Systolischer Druck: 130 mmHg
Diastolischer Druck: 80 mmHg
Pulsdruck: 130-80 = 50 mmHg

Angegeben wird der Pulsdruck in Millimeter Quecksilbersäule, genauso wie der Blutdruck.

Hat man seine Blutdruckwerte erfasst, lässt sich daraus auch nachträglich der Pulsdruck recht leicht bestimmen. Eigentlich wäre es auch für Blutdruckmessgeräte sehr leicht, den Wert immer sofort mit anzuzeigen. Leider ist das bisher nicht üblich. Eine löbliche Ausnahme ist beispielsweise das Messgerät Uebe Visomat handy.

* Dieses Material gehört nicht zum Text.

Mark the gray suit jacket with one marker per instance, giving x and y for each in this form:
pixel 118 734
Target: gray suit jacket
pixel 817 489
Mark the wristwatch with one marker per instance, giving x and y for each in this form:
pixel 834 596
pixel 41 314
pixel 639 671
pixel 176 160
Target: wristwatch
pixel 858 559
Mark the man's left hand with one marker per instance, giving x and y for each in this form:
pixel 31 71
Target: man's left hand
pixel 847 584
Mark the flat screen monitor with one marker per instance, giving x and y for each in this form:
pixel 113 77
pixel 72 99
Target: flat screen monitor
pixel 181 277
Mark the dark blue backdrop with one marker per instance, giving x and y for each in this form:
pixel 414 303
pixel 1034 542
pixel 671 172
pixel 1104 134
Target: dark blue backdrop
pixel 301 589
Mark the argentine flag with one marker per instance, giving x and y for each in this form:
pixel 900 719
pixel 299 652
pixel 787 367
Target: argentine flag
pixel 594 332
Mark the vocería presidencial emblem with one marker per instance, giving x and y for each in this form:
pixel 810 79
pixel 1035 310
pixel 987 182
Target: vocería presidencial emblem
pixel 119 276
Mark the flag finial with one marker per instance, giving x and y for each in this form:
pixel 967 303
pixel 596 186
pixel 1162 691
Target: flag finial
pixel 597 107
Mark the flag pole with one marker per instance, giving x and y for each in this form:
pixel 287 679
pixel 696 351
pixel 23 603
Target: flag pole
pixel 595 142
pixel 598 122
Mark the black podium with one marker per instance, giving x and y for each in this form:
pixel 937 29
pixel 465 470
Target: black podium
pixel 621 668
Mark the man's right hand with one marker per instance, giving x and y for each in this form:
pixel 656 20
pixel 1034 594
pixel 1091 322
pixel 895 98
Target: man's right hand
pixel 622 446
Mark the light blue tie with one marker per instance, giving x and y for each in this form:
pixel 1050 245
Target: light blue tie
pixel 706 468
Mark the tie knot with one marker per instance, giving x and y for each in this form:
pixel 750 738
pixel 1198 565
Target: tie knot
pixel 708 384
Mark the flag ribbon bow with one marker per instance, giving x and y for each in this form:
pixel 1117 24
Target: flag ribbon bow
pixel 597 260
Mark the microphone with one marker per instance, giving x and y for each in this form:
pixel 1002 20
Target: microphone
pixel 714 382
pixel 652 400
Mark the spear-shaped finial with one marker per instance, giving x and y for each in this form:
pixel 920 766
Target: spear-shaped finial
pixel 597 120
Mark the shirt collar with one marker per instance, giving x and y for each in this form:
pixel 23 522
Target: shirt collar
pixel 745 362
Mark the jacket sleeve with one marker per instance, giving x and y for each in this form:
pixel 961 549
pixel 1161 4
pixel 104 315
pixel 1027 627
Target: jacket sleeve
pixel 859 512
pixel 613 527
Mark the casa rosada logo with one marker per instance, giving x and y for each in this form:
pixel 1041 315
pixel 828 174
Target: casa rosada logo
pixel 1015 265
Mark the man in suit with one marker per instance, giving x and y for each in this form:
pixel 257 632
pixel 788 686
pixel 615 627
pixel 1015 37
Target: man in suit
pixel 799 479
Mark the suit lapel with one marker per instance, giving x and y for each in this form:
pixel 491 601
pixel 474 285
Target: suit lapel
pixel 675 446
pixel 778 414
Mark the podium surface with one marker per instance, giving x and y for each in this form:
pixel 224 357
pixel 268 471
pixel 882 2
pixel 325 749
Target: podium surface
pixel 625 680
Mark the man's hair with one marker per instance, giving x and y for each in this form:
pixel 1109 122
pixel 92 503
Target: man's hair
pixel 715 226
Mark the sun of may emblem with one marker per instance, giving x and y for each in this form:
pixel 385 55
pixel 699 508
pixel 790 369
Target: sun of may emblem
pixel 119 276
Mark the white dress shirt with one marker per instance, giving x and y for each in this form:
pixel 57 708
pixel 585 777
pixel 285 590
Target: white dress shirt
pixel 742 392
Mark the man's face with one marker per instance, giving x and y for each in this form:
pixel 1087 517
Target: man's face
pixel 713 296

Was bedeutet der Pulsdruck

Am Pulsdruck kann man die Elastizität der Blutgefäße ablesen. Ist die Dehnbarkeit der Gefäße eingeschränkt, erhöht sich der Pulsdruck. Ein geringer Wert steht dagegen für gute Dehnbarkeit und damit gesunde Blutgefäße.
Es gibt Studien, die dem Pulsdruck eine höhere Aussagekraft für das Risiko eines Herzinfarkts einräumen als dem Berücksichtigen der einzelnen Werte.

Pulsdruck Normalwerte

Norm- oder Normalwerte für den Pulsdruck existieren leider bisher nicht. Als grobe Richtung kann gelten:
Werte niedriger 50 mmHg sind normal, ab 65 mmHg besteht Behandlungsbedarf.

Was muss man wissen

Nicht jede Behandlung zur Senkung des Bluthochdrucks senkt auch den Pulsdruck. Sollte Ihr Pulsdruck über 50 mmHG sein und Sie sich in Behandlung zur Senkung des Blutdrucks befinden, sollten Sie Ihren Arzt darauf ansprechen.